In un verbale del 2013, confluito in uno dei tanti processi sulla camorra di Ercolano, Raimo ha raccontato anche dei rapporti tra i Birra e i Cesarano. E lo ha fatto svelando i retroscena delle estorsioni che la camorra avrebbe riscosso su alcuni lavori eseguiti sull’autostrada A3. Un’estorsione gestita, in nome e per conto di almeno tre cosche, dai Cesarano. “Il denaro veniva corrisposto dall’impresa taglieggiata in un’unica soluzione e veniva versato ad un unico clan, ovvero il clan “Cesarano” che si era assunto poi l’impegno di distribuire alle cosche interessate le quote di rispettiva competenza”. I Cesarano, racconta Raimo, avvicinavano le ditte “tramite un imprenditore di Castellammare di Stabia che operava nel settore della carpenteria metallica”.

Per trattare sulla raccolta della tangente alcuni esponenti dei Cesarano, tra cui anche Luigi Di Martino, alias ‘o cifrone – recentemente coinvolto in altre inchieste per racket – sarebbero arrivati a Ercolano. “La riunione si tenne una sera a casa di Simone Borrelli, in una traversa di via Pugliano, e vi prendemmo parte, per i Birra, io, lo stesso Simone Borrelli Zeno Giacomo e Marco Cefariello mentre, come detto, per i Cesarano c’erano Domenico Vanacore e Luigi Di Martino”. Per convincere la ditta a pagare i soldati dei Birra avrebbero anche tentato di mettere a segno un raid nel cantiere.

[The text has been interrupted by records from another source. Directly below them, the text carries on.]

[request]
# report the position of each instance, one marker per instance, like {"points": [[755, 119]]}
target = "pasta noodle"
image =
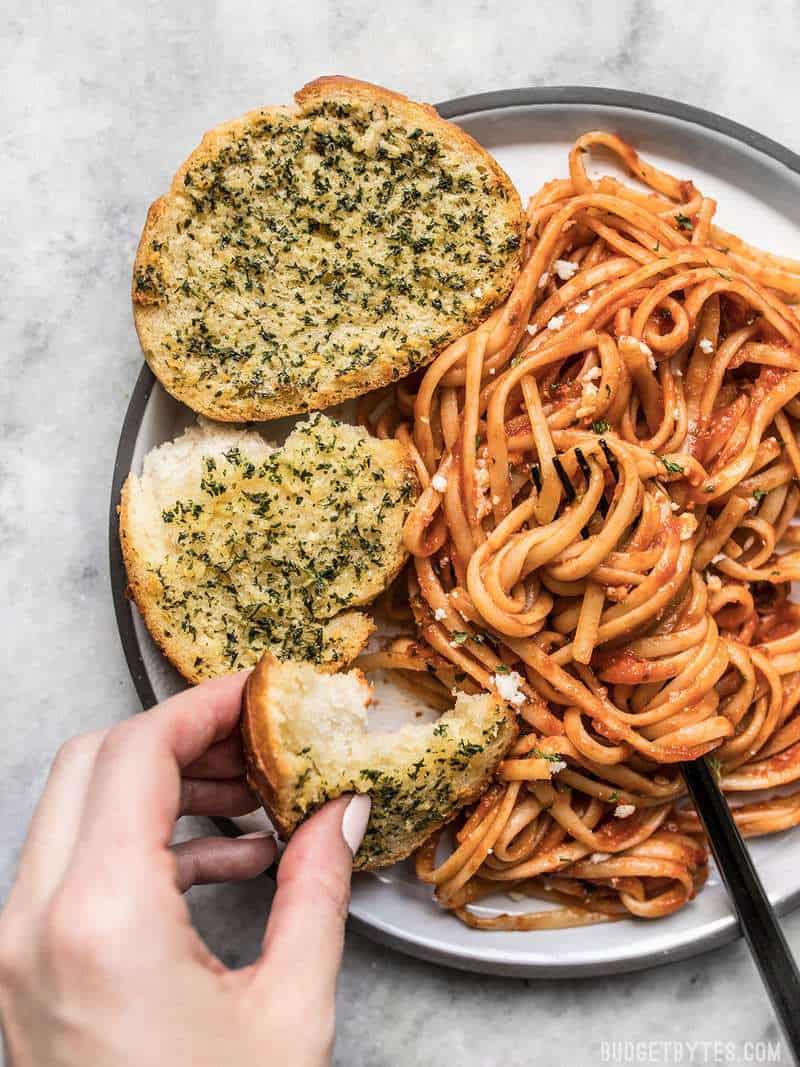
{"points": [[610, 472]]}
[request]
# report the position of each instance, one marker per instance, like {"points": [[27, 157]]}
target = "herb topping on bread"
{"points": [[306, 255]]}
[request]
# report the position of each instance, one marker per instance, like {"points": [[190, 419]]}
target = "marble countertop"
{"points": [[101, 102]]}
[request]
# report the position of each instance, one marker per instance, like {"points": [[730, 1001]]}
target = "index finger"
{"points": [[133, 795]]}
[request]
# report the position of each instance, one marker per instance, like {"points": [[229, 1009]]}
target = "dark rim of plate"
{"points": [[459, 108]]}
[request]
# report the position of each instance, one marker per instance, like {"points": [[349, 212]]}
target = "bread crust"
{"points": [[147, 307], [270, 776]]}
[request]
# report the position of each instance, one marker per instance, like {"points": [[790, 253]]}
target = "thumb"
{"points": [[305, 933]]}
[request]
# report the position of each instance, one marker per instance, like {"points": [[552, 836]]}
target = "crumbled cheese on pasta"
{"points": [[644, 349], [508, 686], [565, 269]]}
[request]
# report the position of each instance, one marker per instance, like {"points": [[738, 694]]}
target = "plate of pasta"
{"points": [[609, 472]]}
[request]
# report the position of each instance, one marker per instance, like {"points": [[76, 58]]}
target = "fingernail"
{"points": [[354, 821]]}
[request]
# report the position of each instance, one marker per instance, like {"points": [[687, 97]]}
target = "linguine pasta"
{"points": [[610, 471]]}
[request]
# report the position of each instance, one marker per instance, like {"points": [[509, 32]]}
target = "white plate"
{"points": [[756, 184]]}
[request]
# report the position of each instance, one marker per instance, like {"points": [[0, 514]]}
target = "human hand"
{"points": [[99, 962]]}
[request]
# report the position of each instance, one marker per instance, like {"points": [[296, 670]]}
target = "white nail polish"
{"points": [[354, 821]]}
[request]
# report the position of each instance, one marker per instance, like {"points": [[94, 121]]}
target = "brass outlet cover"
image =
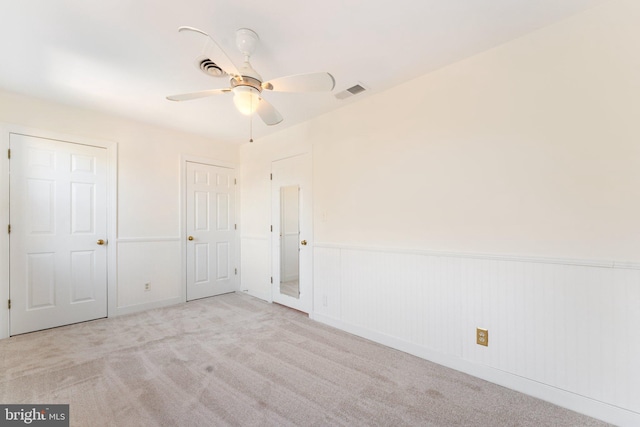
{"points": [[482, 337]]}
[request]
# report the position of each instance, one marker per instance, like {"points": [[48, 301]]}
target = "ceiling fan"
{"points": [[245, 83]]}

Poco dopo, racconta Raimo, i vertici del clan convocarono gli imprenditori vittime in un appartamento di Pugliano. Ma non è l’unico episodio. I Birra, secondo il collaboratore di giustizia, si sarebbero rivolti ai Cesarano anche per favorire un imprenditore vicino al clan nell’affidamento di un appalto per alcuni lavori nell’area archeologica di Pompei. “Zeno si prodigò coi Cesarano in favore del nostro fiancheggiatore di cui ho fatto più volte cenno nel corso dei miei altri interrogatori – le parole di Raimo – Aveva chiesto un intervento in favore del padre, che conduceva un’azienda che si occupava di movimento terra ed aveva presentato un’istanza per vedersi assegnati lavori da eseguire all’interno dell’area archeologica di Pompei”. Attraverso la mediazione di un esponente di spicco dei Cesarano, Michele Onorato, l’imprenditore avrebbe realmente ottenuto l’appalto.